The networking services company shrinks its losses for the second quarter by sharply cutting operating expenses.

    General Magic (GMGC) has shrunk its losses by sharply cutting operating expenses for the second quarter ended June 30.

    General Magic incurred a net loss of $6.7 million, or 25 cents per share, compared to a loss of $11.6 million or 45 cents per share for the same quarter last year.

    Revenues, however, continued to slide, hitting $300,000 for the quarter, down from $1.1 million a year ago and $500,000 in the previous quarter.

    The networking services company, which has undergone management changes during the quarter, is pinning its hopes on the rollout of the Serengeti network service.
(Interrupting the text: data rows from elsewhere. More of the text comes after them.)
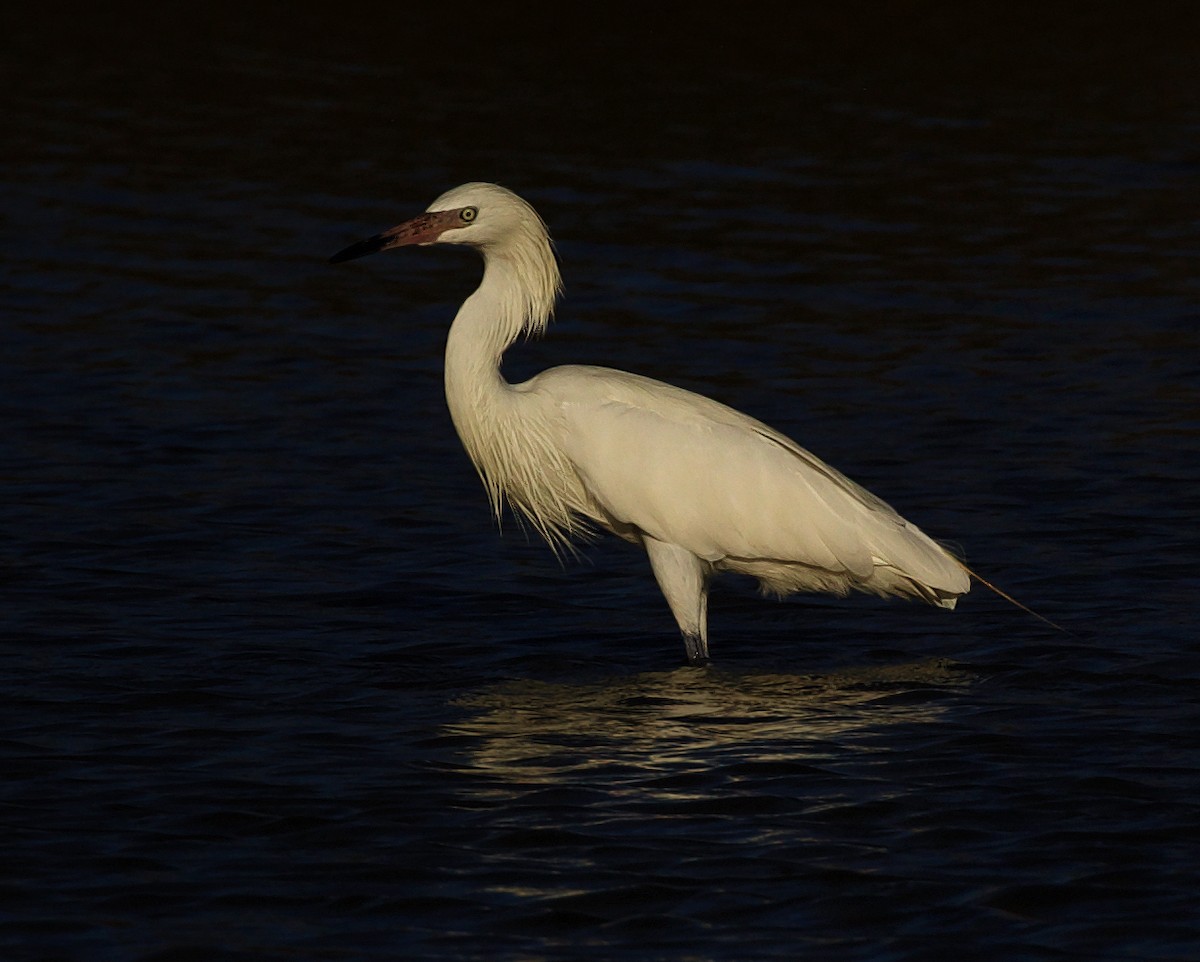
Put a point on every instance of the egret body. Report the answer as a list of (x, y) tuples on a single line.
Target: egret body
[(701, 486)]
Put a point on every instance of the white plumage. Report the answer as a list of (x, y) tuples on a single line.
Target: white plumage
[(701, 486)]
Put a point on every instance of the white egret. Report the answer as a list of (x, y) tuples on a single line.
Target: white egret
[(701, 486)]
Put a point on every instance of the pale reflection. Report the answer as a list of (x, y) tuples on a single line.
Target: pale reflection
[(533, 733)]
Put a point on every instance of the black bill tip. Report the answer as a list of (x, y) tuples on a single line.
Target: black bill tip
[(370, 246)]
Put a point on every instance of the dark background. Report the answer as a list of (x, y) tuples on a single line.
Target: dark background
[(274, 687)]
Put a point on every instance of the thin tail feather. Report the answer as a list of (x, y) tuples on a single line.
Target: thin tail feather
[(1012, 600)]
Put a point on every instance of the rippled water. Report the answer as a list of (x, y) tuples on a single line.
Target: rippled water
[(275, 689)]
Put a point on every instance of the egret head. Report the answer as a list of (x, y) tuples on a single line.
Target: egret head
[(485, 216)]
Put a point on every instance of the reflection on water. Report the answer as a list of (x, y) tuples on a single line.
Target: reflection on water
[(670, 722)]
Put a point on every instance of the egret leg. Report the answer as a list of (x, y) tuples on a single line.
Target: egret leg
[(683, 578)]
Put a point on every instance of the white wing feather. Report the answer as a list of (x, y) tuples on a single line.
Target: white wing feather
[(695, 473)]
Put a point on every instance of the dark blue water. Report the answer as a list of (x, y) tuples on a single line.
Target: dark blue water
[(273, 685)]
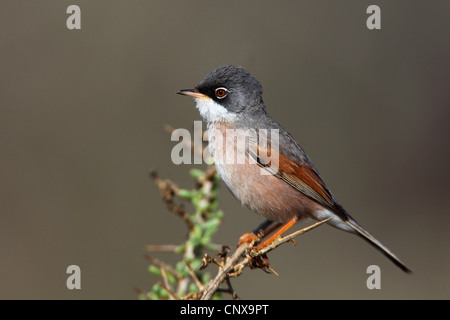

In a conference call today, president and CEO Steve Markman described Serengeti as "the electronic equivalent of an executive assistant."

    James McCormick of UB Networks, who was named as chief financial officer on June 11, warned that he doesn't expect revenues to increase in 1997.

    "During 1997 we expect to have no significant revenue as we devote our resources to getting the Serengeti service out in a timely manner," McCormick said in the same conference call.

    Operating expenses decreased to $7.7 million for the quarter, compared to $9.3 million for the previous quarter, and $13.4 million for the same quarter last year.

    However, the cash impact of the savings was offset by payment of obligations accrued in 1996.

    Markman was upbeat about the company's performance for the quarter: "Our team is substantially in place. We are squarely focused on a sound, well thought-out business plan which addresses the most promising opportunities for the company--a plan which we have successfully executed to date."